Factor checking whether user-namespaces are available into trun.userns_available()

In the next patch we'll also add detection whether FUSE works inside
user namespaces. Before doing that stop duplicating related code in
between trun.py and nxdtest_test.py .

/reviewed-by @jerome
/reviewed-on nexedi/nxdtest!13

nxdtest/nxdtest_test.py

@@ -34,7 +34,7 @@ from golang import context, sync
 
 import pytest
 
-from nxdtest import main
+from nxdtest import main, trun
 
 
 @pytest.fixture
@@ -78,21 +78,7 @@ def with_and_without_userns(tmp_path, monkeypatch, request):
                 reason="this functionality needs user-namespaces to work"))
 
 # @userns_only marks test as requiring user-namespaces to succeed.
-try:
-    with open(devnull, 'w') as null:
-        # since trun uses unshare(1) instead of direct system calls, use all
-        # those unshare options used by trun to verify that we indeed have
-        #
-        #   1) userns support from kernel, and
-        #   2) recent enough unshare that won't fail due to "unknown option".
-        #
-        # change this back to plain `unshare -U` when/if trun is reworked to
-        # use system calls directly.
-        subprocess.check_call(['unshare', '-Umc', '--keep-caps', 'true'], stdout=null, stderr=null)
-except (OSError, subprocess.CalledProcessError):
-    userns_works = False
-else:
-    userns_works = True
+userns_works, _ = trun.userns_available()
 userns_only = pytest.mark.userns_only
 
 

nxdtest/trun.py

@@ -36,6 +36,27 @@ from os.path import join, devnull
 from golang import func, defer
 import prctl
 
+# userns_available detects if user-namespaces and necessary features are provided by OS kernel.
+def userns_available(): # -> (yes|no, {details})
+    have = {"userns": False}
+
+    try:
+        # check if user namespaces are available
+        with open(devnull, "w") as null:
+            xrun(["unshare"] + _unshare_argv + ["true"], stdout=null, stderr=null)
+    except (OSError, CalledProcessError):
+        pass
+    else:
+        have["userns"] = True
+
+    ok = True
+    for _, haveit in have.items():
+        if not haveit:
+            ok = False
+    return (ok, have)
+
+
+_unshare_argv = ["-Umc", "--keep-caps"]
 def main():
     # Try to respawn ourselves in user-namespace where we can mount things, e.g. new /tmp.
     # Keep current uid/gid the same for better traceability.
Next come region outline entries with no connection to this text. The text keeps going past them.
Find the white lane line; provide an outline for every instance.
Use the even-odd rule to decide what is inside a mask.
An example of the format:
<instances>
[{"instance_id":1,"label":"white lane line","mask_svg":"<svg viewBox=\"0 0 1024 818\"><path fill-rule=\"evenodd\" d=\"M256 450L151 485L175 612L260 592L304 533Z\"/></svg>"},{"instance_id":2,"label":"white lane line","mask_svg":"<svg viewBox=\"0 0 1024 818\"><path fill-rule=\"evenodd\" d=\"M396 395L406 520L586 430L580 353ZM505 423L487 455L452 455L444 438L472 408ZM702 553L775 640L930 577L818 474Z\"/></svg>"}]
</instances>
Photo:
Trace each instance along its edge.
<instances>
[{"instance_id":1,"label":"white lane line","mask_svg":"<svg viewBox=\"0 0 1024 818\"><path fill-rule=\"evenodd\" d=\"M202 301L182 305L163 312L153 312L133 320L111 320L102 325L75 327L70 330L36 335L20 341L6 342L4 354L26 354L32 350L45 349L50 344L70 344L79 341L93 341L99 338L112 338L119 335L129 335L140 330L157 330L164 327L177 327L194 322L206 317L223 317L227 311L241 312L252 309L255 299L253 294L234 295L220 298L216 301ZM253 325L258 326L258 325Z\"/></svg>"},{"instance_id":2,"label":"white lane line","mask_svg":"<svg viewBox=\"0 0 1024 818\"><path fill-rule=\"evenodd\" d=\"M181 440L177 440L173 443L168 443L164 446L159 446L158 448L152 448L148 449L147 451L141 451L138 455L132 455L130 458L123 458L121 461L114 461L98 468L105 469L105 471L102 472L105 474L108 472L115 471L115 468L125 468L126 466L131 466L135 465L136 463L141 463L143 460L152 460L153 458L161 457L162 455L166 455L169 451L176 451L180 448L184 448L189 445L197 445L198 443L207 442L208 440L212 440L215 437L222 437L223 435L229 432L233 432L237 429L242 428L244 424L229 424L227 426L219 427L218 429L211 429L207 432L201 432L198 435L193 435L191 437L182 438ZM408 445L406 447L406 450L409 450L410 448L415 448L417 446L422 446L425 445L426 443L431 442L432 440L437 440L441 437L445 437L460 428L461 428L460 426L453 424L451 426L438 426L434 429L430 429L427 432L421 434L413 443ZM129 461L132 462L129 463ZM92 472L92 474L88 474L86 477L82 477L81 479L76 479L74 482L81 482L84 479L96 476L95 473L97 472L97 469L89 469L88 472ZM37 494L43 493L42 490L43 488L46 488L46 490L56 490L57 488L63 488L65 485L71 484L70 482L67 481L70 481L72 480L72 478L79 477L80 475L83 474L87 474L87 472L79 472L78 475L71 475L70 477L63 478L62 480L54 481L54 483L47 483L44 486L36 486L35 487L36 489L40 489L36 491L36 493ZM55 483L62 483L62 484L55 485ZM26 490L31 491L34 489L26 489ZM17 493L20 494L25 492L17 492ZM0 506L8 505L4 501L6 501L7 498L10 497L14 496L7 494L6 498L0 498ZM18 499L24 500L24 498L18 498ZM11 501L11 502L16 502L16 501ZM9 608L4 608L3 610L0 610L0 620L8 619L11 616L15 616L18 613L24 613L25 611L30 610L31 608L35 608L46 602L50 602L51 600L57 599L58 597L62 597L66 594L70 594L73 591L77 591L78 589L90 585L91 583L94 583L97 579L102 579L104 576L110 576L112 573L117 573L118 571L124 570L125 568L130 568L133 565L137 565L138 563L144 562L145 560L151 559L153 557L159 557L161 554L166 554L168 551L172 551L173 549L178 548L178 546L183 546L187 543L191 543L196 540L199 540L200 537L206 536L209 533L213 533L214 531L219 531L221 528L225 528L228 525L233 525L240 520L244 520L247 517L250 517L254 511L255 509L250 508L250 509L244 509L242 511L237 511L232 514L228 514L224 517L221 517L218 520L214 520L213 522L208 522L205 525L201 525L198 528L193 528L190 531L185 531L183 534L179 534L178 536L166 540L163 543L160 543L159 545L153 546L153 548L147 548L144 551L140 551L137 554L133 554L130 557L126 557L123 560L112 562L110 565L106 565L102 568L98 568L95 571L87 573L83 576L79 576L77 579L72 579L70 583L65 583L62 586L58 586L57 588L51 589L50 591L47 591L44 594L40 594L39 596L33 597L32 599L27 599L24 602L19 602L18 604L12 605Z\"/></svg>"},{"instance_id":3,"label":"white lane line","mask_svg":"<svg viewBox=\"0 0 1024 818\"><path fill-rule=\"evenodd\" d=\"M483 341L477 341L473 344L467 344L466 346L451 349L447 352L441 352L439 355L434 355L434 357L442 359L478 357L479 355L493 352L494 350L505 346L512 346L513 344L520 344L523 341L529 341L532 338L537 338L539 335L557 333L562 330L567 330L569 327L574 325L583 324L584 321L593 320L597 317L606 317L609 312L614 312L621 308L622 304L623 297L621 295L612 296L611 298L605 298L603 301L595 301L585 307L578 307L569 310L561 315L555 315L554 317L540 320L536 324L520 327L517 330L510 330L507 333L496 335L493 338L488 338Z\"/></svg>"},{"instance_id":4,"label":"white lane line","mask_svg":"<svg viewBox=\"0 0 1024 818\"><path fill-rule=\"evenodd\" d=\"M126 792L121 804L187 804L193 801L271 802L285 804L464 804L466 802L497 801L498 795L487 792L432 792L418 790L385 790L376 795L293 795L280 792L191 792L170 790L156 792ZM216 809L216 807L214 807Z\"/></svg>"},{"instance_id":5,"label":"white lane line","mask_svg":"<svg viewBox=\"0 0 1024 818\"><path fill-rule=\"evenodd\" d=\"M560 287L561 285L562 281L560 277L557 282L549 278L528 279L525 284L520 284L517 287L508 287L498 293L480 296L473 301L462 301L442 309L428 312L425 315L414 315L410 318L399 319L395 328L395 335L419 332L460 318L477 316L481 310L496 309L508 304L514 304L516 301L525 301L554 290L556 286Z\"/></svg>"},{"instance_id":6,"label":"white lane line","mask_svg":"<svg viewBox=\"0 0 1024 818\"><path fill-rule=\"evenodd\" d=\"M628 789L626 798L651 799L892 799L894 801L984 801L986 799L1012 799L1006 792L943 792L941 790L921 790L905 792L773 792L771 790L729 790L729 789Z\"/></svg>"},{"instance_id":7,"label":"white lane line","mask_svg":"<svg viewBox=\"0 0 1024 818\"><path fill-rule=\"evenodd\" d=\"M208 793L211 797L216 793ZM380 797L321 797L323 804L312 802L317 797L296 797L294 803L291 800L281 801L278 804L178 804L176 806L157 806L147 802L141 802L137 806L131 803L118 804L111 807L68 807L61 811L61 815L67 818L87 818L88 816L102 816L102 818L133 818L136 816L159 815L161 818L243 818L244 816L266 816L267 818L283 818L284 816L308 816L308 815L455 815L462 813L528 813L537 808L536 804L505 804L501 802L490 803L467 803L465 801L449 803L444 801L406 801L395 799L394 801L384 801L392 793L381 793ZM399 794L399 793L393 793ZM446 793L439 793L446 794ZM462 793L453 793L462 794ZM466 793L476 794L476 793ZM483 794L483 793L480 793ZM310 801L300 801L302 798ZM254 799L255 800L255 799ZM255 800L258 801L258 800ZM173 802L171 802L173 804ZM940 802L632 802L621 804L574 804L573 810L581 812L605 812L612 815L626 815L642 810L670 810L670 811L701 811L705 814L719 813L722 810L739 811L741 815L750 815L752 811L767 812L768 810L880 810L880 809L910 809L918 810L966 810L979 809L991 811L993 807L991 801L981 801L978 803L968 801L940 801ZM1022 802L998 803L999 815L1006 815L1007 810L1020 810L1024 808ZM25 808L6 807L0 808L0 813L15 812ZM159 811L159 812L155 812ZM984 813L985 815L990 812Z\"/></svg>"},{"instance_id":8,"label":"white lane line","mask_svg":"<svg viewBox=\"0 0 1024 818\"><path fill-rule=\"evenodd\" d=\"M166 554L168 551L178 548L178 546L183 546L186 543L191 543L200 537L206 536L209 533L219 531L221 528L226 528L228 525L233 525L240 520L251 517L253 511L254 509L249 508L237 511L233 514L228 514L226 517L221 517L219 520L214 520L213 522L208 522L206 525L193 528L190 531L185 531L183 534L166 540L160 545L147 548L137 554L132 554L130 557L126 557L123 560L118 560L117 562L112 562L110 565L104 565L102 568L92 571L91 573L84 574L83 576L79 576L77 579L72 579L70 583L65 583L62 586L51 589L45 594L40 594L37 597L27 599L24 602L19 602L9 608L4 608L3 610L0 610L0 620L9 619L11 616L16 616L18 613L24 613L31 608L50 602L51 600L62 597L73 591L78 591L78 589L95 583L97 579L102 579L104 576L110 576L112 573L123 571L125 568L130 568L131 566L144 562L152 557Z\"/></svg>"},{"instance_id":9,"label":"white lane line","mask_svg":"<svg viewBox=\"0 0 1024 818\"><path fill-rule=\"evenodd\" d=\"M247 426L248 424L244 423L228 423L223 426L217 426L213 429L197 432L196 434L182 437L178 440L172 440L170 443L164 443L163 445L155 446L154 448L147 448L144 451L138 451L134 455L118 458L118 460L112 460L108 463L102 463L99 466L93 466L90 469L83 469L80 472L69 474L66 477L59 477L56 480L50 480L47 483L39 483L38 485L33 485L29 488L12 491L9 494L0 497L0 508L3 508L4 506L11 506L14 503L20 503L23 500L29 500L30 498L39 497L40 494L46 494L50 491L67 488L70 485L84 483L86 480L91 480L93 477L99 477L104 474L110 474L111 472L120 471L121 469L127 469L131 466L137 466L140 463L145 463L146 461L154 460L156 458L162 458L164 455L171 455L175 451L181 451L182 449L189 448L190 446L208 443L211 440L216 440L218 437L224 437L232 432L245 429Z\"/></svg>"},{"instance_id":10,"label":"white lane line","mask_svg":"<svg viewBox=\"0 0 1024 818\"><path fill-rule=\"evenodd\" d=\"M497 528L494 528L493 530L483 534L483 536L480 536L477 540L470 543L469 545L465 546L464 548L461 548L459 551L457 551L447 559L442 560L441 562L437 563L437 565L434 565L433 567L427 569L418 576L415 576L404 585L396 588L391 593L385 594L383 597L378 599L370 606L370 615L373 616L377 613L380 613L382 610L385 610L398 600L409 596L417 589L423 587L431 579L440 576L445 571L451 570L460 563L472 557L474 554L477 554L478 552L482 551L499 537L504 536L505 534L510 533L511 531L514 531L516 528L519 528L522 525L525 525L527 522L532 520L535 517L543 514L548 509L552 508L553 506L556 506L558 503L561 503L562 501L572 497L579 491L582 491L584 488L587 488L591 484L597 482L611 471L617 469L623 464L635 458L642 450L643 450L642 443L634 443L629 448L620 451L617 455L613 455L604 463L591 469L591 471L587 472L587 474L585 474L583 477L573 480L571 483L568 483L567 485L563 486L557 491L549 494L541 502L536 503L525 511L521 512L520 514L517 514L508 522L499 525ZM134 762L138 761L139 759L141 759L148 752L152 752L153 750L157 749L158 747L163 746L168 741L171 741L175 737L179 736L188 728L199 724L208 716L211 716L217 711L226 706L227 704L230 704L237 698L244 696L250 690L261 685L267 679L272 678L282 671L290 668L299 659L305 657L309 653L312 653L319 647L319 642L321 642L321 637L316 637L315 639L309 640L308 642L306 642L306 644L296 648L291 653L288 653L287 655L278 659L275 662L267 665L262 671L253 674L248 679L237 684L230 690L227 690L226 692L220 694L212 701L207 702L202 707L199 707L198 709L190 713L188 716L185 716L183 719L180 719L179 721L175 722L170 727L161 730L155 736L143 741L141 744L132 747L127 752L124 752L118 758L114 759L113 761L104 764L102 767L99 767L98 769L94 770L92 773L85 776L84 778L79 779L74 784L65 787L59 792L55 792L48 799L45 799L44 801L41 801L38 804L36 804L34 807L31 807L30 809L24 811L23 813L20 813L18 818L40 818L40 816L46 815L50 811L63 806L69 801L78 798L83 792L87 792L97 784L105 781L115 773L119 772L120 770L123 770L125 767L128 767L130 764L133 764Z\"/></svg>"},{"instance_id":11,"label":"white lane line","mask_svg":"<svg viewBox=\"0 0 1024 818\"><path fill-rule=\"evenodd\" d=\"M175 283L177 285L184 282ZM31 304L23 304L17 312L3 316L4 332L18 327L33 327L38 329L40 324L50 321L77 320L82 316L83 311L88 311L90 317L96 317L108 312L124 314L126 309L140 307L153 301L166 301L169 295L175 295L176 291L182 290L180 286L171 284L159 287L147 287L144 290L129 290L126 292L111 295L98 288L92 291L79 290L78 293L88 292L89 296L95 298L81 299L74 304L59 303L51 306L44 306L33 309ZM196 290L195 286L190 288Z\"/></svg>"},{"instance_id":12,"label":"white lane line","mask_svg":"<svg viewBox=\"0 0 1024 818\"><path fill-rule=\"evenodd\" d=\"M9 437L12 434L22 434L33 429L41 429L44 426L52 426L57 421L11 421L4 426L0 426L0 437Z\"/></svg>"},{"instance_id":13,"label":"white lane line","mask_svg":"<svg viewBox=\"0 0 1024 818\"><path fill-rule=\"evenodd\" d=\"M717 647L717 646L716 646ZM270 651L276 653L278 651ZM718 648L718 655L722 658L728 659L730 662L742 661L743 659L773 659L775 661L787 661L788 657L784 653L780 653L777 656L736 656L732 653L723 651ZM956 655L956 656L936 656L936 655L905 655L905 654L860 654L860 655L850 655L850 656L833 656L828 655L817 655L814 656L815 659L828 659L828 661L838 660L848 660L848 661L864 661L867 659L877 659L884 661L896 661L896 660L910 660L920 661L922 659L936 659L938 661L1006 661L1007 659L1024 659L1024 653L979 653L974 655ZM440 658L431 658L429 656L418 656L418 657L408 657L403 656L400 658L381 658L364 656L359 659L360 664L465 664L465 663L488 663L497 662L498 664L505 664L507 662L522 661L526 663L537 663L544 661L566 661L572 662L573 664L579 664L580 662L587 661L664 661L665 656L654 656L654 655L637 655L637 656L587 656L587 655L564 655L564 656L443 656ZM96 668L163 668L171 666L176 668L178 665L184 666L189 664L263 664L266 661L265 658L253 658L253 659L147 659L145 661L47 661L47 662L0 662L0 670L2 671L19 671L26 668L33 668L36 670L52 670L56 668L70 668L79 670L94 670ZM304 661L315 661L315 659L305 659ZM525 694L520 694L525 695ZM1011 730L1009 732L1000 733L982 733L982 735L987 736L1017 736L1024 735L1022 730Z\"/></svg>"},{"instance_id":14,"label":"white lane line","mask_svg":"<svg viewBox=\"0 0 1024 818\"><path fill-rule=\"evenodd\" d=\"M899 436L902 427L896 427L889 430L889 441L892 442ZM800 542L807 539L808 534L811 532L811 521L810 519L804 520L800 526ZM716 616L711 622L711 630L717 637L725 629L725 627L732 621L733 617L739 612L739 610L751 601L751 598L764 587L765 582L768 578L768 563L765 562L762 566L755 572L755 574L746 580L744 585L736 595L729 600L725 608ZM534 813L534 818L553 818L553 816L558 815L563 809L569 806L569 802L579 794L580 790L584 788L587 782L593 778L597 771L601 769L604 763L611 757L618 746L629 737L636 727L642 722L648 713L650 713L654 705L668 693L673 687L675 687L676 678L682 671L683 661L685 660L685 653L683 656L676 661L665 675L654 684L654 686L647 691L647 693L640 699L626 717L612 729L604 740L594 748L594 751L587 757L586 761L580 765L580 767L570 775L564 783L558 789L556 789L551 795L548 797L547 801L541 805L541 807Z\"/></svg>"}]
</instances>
In other words current user
@@ -48,17 +69,17 @@ def main():
     mypid = str(os.getpid())
     _ = os.environ.get("_NXDTEST_TRUN_RESPAWNED", "")
     if mypid != _:
-        uargv = ["-Umc", "--keep-caps"] # NOTE keep this in sync with @userns_only in nxdtest_test.py
-        try:
-            # check if user namespaces are available
-            with open(devnull, "w") as null:
-                xrun(["unshare"] + uargv + ["true"], stdout=null, stderr=null)
-        except (OSError, CalledProcessError):
+        userns_works, details = userns_available()
+        if not userns_works:
             in_userns = False
-            print("# user namespaces not available. isolation and many checks will be deactivated.")
+            details_str = [] # of +feat, -feat
+            for feat, haveit in details.items():
+                details_str.append('%s%s' % ('+' if haveit else '-', feat))
+            print("# user namespaces not available (%s)." % " ".join(details_str))
+            print("# isolation and many checks will be deactivated.")
         else:
             os.environ["_NXDTEST_TRUN_RESPAWNED"] = mypid
-            os.execvp("unshare", ["unshare"] + uargv + [sys.executable] + sys.argv)
+            os.execvp("unshare", ["unshare"] + _unshare_argv + [sys.executable] + sys.argv)
             raise AssertionError("unreachable")
 
     # either respawned in new namespace, or entered here without respawn with in_userns=n.